One of the reasons the military would not like to integrate with this system has to do with privacy and HIPPA regs. Military medical records are not subject to the same privacy rules as civilian/VA records and there would be great difficulty in trying to meld the two systems just on that problem alone.
KG
@piratedan: population size probably has so etching to do with it too. The US has a little under 320 million people. The EU is 28 countries with about 500 million people. One system for 320m vs 28 systems for 500m is a big difference
piratedan
@KG: you also have that double standard of “I want my privacy and get the government out of my bidness” and “where is that social security check and farm subsidy payment?” outta the same person… can you imagine the blowup about a national patient ID?
Roger Moore
@KG:
Even if we get fully socialized medicine in the US, we’re likely to wind up with different systems for each state, rather than a single monolithic system. That will make us look more like your 28 systems for 500 million people than one system for 320 million.
KG
@Roger Moore: I tend to agree that we will end up with different systems by state. My point was mainly that it is easier to do with smaller populations. It’s something that I think is lost when we make comparisons to other countries
Elizabelle
President speaking right now re healthcare law.
On C-Span 2 and elsewhere.
Elizabelle
On all DC local channels.
They did this to preempt the noon news nationwide. Yippee.
Roger Moore
@Elizabelle:
Fixt your East Coast media bias for you.
Elizabelle
@Roger Moore:
Guilty as charged!
It’ll be housefires, embezzlement, local weather and maybe the president in Central, Mountain and Pacific.
Cassidy
AHLTA. The services are already using an integrated system across all the branches. I would assume that tying the VA into them would be better than developing something new.

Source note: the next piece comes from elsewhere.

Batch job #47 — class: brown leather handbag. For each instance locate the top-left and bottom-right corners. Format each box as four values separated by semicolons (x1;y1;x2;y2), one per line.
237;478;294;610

@Mikeyes: I disagree. It would be very easy to integrate everyone into the same system as the bulk of the medical records of veterans are already maintained in a central database. Secondly, the military has already consolidated a lot of medical training in one spot. It wouldn’t take much to finish it and place everyone under one single command structure.
Chris
@piratedan:
Yeah, this.
Honestly, a ton of the problems with this country are a simple matter of ideology. A national database, like single payer and multiple other things, makes sense for all kinds of reasons. But for a huge chunk of the population it’s simply a nonstarter, because our national mythology says Big Government Bad, Individualism and Local Government Good, and you just can’t contradict that.
sacrablue
I currently receive my medical care at a joint VA/DoD facility. My insurance is Tricare. Some facilities are shared and some aren’t. The building itself is now a VA clinic. So far, I have experienced labwork, radiology and physical therapy with staff that work with VA, retiree and active duty personnel in shared spaces. Physical therapy has separate computer systems for VA and Tricare. They also use separate therapy technicians, but share equipment. The primary care clinics are completely separate and I believe there are other services that are VA only that I have no experience with. There is a VA-only pharmacy and I believe dental and opthomology. So far, I have no complaints.
Mike G
Obviously the only Republican solution in this situation is to abolish all medical care for veterans and servicepeople.